From the Mercury News Article:
"Language fluency was a big reason some of Sun Microsystems' technical support jobs were moved from India to Nova Scotia. Customers in the Americas who needed tech support had griped about having a difficult time understanding the English typically spoken in India. ``This move offered a better fit for our customers,'' said Sun spokeswoman Dana Lengkeek."

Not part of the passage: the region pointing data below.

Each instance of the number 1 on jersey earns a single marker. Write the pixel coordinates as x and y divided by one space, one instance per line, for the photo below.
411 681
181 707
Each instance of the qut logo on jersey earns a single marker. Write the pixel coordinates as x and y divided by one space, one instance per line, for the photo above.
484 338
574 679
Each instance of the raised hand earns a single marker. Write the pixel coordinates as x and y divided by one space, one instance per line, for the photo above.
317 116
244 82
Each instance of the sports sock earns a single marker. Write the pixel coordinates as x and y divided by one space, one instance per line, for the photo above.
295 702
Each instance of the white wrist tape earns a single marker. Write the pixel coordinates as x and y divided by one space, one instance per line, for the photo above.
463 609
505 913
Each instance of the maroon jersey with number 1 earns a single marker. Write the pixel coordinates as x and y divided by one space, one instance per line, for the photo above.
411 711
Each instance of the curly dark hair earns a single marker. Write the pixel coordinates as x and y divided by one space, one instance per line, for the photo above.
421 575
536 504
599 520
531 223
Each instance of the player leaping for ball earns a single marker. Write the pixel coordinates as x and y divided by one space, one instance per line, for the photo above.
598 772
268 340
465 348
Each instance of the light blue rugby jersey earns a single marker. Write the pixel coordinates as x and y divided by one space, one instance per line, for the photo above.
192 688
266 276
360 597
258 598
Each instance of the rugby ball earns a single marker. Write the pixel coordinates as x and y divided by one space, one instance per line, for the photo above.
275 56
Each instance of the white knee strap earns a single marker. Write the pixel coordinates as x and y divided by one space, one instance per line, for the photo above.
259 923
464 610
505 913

I don't think language is the main issue though. Consider an example recently relayed to me (I have less recent personal examples though):
You call about a brand new printer/fax/scanner combo that after a month has started issuing a grinding sound when you do certain operations and refused to feed paper from the sheet feeder (but otherwise scans and prints fine). After asking several sensible questions, the telephone support suggests that you download and install a newer version of the devices firmware. ("Newer version? I just got the thing!") Furthermore, since this will take quite a while, they suggest you call back when the process is complete.

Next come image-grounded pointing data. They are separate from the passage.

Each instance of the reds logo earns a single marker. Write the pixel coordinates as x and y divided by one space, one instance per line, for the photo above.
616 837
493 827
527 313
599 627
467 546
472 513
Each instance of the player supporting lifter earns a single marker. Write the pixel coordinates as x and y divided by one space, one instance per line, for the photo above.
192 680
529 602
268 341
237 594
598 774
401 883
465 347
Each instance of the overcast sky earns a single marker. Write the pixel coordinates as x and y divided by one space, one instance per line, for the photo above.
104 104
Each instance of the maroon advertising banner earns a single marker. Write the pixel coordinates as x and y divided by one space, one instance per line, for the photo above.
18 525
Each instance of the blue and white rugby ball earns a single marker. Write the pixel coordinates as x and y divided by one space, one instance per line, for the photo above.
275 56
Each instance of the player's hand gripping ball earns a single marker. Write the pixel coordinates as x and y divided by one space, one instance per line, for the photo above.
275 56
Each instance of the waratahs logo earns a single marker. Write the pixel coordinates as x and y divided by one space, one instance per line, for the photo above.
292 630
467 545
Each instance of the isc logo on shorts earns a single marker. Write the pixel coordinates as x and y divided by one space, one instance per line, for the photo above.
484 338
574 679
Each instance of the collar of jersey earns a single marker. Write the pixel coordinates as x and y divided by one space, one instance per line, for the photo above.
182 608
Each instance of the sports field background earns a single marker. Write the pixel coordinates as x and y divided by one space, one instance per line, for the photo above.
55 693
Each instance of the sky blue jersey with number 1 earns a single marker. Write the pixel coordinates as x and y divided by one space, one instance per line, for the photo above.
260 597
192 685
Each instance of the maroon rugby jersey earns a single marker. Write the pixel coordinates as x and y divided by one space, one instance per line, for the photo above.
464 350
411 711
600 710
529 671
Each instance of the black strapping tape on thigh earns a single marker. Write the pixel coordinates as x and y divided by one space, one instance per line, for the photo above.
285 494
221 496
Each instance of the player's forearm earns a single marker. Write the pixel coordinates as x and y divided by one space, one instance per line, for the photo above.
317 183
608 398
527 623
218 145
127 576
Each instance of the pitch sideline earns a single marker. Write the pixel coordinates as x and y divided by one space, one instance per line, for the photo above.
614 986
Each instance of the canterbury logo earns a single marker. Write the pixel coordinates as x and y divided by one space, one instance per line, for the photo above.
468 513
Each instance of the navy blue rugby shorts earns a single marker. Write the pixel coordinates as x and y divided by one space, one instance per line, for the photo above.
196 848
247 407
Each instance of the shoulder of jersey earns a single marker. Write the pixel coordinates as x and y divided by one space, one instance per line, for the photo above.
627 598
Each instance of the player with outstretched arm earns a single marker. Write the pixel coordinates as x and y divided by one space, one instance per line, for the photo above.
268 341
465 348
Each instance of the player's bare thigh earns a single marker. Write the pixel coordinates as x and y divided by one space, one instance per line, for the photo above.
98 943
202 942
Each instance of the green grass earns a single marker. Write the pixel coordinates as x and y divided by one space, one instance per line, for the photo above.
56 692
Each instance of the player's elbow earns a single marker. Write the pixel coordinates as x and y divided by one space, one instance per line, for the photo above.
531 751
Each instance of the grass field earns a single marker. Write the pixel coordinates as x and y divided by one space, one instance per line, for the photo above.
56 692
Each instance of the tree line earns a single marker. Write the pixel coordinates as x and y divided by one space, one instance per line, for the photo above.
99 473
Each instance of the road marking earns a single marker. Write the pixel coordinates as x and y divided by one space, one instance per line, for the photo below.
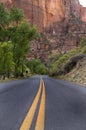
41 114
30 115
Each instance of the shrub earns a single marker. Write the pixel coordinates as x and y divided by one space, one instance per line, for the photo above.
83 42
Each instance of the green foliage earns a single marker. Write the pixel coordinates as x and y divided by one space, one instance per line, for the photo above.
20 34
37 67
6 58
83 42
16 15
83 50
4 16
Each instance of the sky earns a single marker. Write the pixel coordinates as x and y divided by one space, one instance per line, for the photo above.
83 2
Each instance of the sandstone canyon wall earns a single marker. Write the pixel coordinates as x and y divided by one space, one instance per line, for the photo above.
61 20
46 12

This has nothing to do with language, although it may have something to do with culture. In North America (and other places I''m sure) we have struggled with high-tech devices for long enough to know when the support person has exceeded their competency as is merely stalling for time, or worse, trying to get you off the phone so that they meet some sort of efficiency standards at their call center. These lame tactics might have been common at call centers in Texas or Baltimore in the 80s, but they don't fly any more. In other parts of the world though, callers might have a different, more tolerant response to the "authority" of the call center personnel. It has little to do with language, or accents, which in this melting pot we have here are all too common in daily face to face life.
As to the economics of it all, I suspect the average consumer if given a choice of being on hold for a minute and speaking with someone anywhere in the world, versus being on hold for an hour, and possibly being disconnected in the process to get some bleary eyed tech-seminar graduate from big-city USA, most of us would take the former.